Remove all dots except the first one from a string

Question

Given a string

'1.2.3.4.5'

I would like to get this output

'1.2345'

(In case there are no dots in the string, the string should be returned unchanged.)

I wrote this

function process( input ) {
    var index = input.indexOf( '.' );

    if ( index > -1 ) {
        input = input.substr( 0, index + 1 ) + 
                input.slice( index ).replace( /\./g, '' );
    }

    return input;
}

Live demo: http://jsfiddle.net/EDTNK/1/

It works but I was hoping for a slightly more elegant solution...

Answer 1

There is a pretty short solution (assuming input is your string):

var output = input.split('.');
output = output.shift() + '.' + output.join('');

---

If input is "1.2.3.4", then output will be equal to "1.234".
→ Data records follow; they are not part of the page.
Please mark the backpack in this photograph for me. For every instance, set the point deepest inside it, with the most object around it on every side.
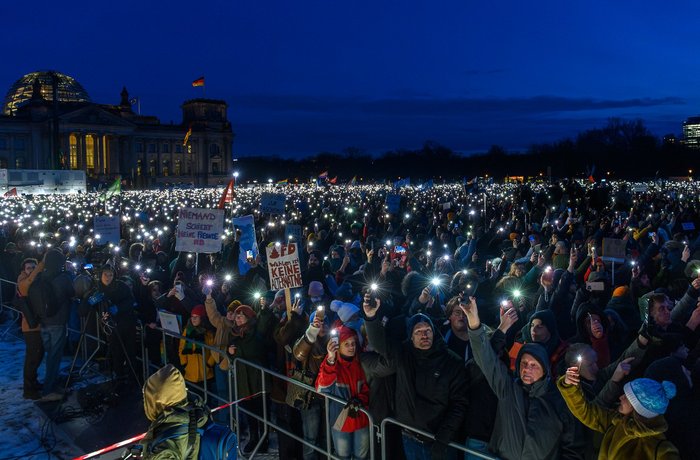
(41, 297)
(216, 441)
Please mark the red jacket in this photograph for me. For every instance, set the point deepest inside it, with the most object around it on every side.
(346, 380)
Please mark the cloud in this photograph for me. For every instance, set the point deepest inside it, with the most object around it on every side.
(435, 107)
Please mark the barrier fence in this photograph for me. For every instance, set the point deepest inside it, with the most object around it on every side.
(376, 432)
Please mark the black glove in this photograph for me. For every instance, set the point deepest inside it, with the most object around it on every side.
(438, 451)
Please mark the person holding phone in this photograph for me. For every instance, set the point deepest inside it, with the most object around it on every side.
(341, 375)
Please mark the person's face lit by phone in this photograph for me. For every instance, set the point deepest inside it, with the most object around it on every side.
(107, 277)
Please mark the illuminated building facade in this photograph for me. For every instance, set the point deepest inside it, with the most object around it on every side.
(48, 121)
(691, 132)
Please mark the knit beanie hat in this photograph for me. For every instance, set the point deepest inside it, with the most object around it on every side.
(233, 305)
(246, 310)
(346, 311)
(315, 289)
(648, 397)
(418, 318)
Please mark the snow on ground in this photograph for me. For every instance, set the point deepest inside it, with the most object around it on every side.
(25, 431)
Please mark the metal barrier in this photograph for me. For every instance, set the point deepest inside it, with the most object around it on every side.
(427, 435)
(375, 435)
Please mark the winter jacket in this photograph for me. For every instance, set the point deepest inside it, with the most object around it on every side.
(625, 437)
(223, 328)
(346, 380)
(62, 286)
(195, 369)
(431, 386)
(166, 406)
(531, 422)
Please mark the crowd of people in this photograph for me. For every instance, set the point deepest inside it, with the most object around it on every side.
(523, 321)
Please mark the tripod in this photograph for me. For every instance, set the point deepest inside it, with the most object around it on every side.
(81, 341)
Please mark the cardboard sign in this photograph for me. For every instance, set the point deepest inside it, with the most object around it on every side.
(272, 203)
(614, 249)
(108, 229)
(293, 231)
(393, 203)
(199, 230)
(283, 266)
(247, 242)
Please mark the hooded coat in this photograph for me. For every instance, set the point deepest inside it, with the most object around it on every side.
(166, 405)
(531, 421)
(61, 285)
(623, 436)
(431, 385)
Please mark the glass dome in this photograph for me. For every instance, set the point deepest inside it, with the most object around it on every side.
(69, 90)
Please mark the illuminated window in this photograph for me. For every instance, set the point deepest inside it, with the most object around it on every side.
(73, 151)
(90, 153)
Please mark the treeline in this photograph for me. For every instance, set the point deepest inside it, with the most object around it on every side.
(620, 150)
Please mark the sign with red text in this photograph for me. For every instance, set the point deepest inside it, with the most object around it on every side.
(199, 230)
(283, 266)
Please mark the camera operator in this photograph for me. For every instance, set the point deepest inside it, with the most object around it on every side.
(116, 305)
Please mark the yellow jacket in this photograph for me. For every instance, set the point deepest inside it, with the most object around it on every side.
(624, 436)
(194, 369)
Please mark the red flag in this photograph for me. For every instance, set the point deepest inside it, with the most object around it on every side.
(227, 197)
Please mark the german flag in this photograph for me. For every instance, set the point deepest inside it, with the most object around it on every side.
(187, 136)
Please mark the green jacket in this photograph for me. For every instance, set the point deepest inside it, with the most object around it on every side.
(624, 437)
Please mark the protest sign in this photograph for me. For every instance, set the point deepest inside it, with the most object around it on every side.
(246, 242)
(272, 203)
(199, 230)
(107, 227)
(283, 266)
(393, 203)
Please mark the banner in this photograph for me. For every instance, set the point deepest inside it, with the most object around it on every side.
(283, 266)
(199, 230)
(108, 229)
(272, 203)
(246, 242)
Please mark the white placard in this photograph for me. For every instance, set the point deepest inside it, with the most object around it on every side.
(199, 230)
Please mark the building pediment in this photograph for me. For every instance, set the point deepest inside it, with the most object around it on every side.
(94, 115)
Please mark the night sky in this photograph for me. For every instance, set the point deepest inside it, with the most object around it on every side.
(302, 77)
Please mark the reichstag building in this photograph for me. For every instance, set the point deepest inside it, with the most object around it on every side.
(48, 121)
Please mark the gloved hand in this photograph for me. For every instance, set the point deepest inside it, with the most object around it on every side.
(438, 451)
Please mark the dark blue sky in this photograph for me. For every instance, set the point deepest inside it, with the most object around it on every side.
(308, 76)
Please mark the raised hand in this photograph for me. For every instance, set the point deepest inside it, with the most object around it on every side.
(571, 376)
(623, 369)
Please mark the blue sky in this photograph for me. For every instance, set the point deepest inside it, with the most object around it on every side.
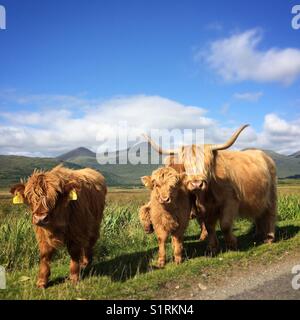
(80, 65)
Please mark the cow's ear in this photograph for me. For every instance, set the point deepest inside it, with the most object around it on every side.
(18, 192)
(182, 177)
(71, 190)
(147, 182)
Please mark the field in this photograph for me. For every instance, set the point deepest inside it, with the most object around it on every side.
(124, 263)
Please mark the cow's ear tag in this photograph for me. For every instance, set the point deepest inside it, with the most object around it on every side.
(18, 198)
(73, 195)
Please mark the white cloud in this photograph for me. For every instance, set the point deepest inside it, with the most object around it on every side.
(56, 130)
(248, 96)
(238, 58)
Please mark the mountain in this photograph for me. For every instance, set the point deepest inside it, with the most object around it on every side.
(79, 152)
(124, 174)
(12, 168)
(295, 155)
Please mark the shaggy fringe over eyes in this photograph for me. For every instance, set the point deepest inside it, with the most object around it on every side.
(166, 174)
(198, 161)
(41, 189)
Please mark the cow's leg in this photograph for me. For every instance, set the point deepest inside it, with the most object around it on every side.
(46, 253)
(87, 256)
(226, 223)
(197, 213)
(75, 252)
(204, 232)
(265, 226)
(145, 219)
(177, 244)
(213, 243)
(162, 238)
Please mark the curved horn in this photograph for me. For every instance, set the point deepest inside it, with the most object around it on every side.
(231, 141)
(157, 148)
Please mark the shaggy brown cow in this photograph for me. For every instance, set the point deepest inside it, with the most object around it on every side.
(169, 210)
(195, 213)
(197, 210)
(67, 208)
(228, 183)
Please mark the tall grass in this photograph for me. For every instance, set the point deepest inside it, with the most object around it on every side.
(120, 234)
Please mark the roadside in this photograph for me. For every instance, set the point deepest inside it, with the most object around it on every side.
(254, 282)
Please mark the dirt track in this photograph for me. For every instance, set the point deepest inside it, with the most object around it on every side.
(269, 282)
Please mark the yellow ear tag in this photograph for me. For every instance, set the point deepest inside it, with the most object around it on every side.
(73, 195)
(18, 199)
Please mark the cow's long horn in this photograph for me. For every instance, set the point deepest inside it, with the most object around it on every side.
(157, 148)
(231, 141)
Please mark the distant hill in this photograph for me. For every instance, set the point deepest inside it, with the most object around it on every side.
(79, 152)
(295, 155)
(12, 168)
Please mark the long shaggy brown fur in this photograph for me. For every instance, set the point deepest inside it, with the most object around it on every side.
(169, 210)
(228, 184)
(58, 220)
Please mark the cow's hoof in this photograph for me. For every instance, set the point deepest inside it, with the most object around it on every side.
(85, 262)
(269, 240)
(74, 279)
(149, 229)
(203, 236)
(41, 284)
(161, 264)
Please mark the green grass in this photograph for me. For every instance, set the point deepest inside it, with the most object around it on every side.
(124, 263)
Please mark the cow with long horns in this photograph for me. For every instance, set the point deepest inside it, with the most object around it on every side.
(228, 184)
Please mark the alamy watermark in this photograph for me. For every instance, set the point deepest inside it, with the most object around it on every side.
(296, 18)
(126, 144)
(2, 18)
(296, 278)
(2, 278)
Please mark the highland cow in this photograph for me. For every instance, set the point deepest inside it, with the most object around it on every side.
(168, 210)
(228, 184)
(66, 209)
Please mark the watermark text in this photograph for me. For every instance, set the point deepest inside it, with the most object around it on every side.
(2, 18)
(2, 278)
(296, 18)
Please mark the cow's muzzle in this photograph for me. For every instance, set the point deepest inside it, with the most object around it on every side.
(164, 199)
(40, 220)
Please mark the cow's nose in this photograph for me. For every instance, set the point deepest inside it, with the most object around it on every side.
(165, 200)
(197, 184)
(40, 220)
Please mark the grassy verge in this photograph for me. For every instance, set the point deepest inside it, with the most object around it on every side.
(124, 264)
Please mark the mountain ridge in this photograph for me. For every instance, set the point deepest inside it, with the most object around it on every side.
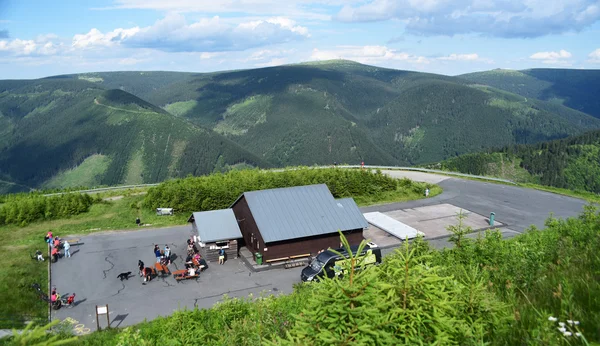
(300, 114)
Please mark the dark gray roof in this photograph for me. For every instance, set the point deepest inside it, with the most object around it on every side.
(216, 225)
(302, 211)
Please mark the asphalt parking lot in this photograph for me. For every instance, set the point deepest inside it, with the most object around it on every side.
(92, 272)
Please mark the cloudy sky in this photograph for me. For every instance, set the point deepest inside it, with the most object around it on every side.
(41, 38)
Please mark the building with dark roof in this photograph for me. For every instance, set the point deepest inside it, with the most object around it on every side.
(216, 229)
(296, 221)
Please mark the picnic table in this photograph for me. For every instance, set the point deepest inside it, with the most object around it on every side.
(163, 269)
(182, 274)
See this jsfiddle for a proof. Of course you can enclose it in a function, if you find it necessary.

EDIT:

Taking into account your additional requirement (to not modify the output if there is no dot found), the solution could look like this:

var output = input.split('.');
output = output.shift() + (output.length ? '.' + output.join('') : '');

which will leave eg. "1234" (no dot found) unchanged. See this jsfiddle for updated code.

Answer 2

You can try something like this:

str = str.replace(/\./,"#").replace(/\./g,"").replace(/#/,".");

But you have to be sure that the character # is not used in the string; or replace it accordingly.

Or this, without the above limitation:

str = str.replace(/^(.*?\.)(.*)$/, function($0, $1, $2) {
  return $1 + $2.replace(/\./g,"");
});

Answer 3

You could also do something like this, i also don't know if this is "simpler", but it uses just indexOf, replace and substr.

var str = "7.8.9.2.3";
var strBak = str;

var firstDot = str.indexOf(".");
str = str.replace(/\./g,"");
str = str.substr(0,firstDot)+"."+str.substr(1,str.length-1);

document.write(str);

Shai.

Answer 4

Here is another approach:

function process(input) {
    var n = 0;
    return input.replace(/\./g, function() { return n++ > 0 ? '' : '.'; });
}

But one could say that this is based on side effects and therefore not really elegant.

Answer 5

This isn't necessarily more elegant, but it's another way to skin the cat:

var process = function (input) {
    var output = input;

    if (typeof input === 'string' && input !== '') {
        input = input.split('.');
        if (input.length > 1) {
            output = [input.shift(), input.join('')].join('.');
        }
    }

    return output;
};

Answer 6

Not sure what is supposed to happen if "." is the first character, I'd check for -1 in indexOf, also if you use substr once might as well use it twice.

if ( index != -1 ) {
    input = input.substr( 0, index + 1 ) + input.substr(index + 1).replace( /\./g, '' );
}

Answer 7

var i = s.indexOf(".");
var result = s.substr(0, i+1) + s.substr(i+1).replace(/\./g, "");

Somewhat tricky. Works using the fact that indexOf returns -1 if the item is not found.

Answer 8

Trying to keep this as short and readable as possible, you can do the following:

JavaScript

var match = string.match(/^[^.]*\.|[^.]+/g);
string = match ? match.join('') : string;

Requires a second line of code, because if match() returns null, we'll get an exception trying to call join() on null. (Improvements welcome.)

Objective-J / Cappuccino (superset of JavaScript)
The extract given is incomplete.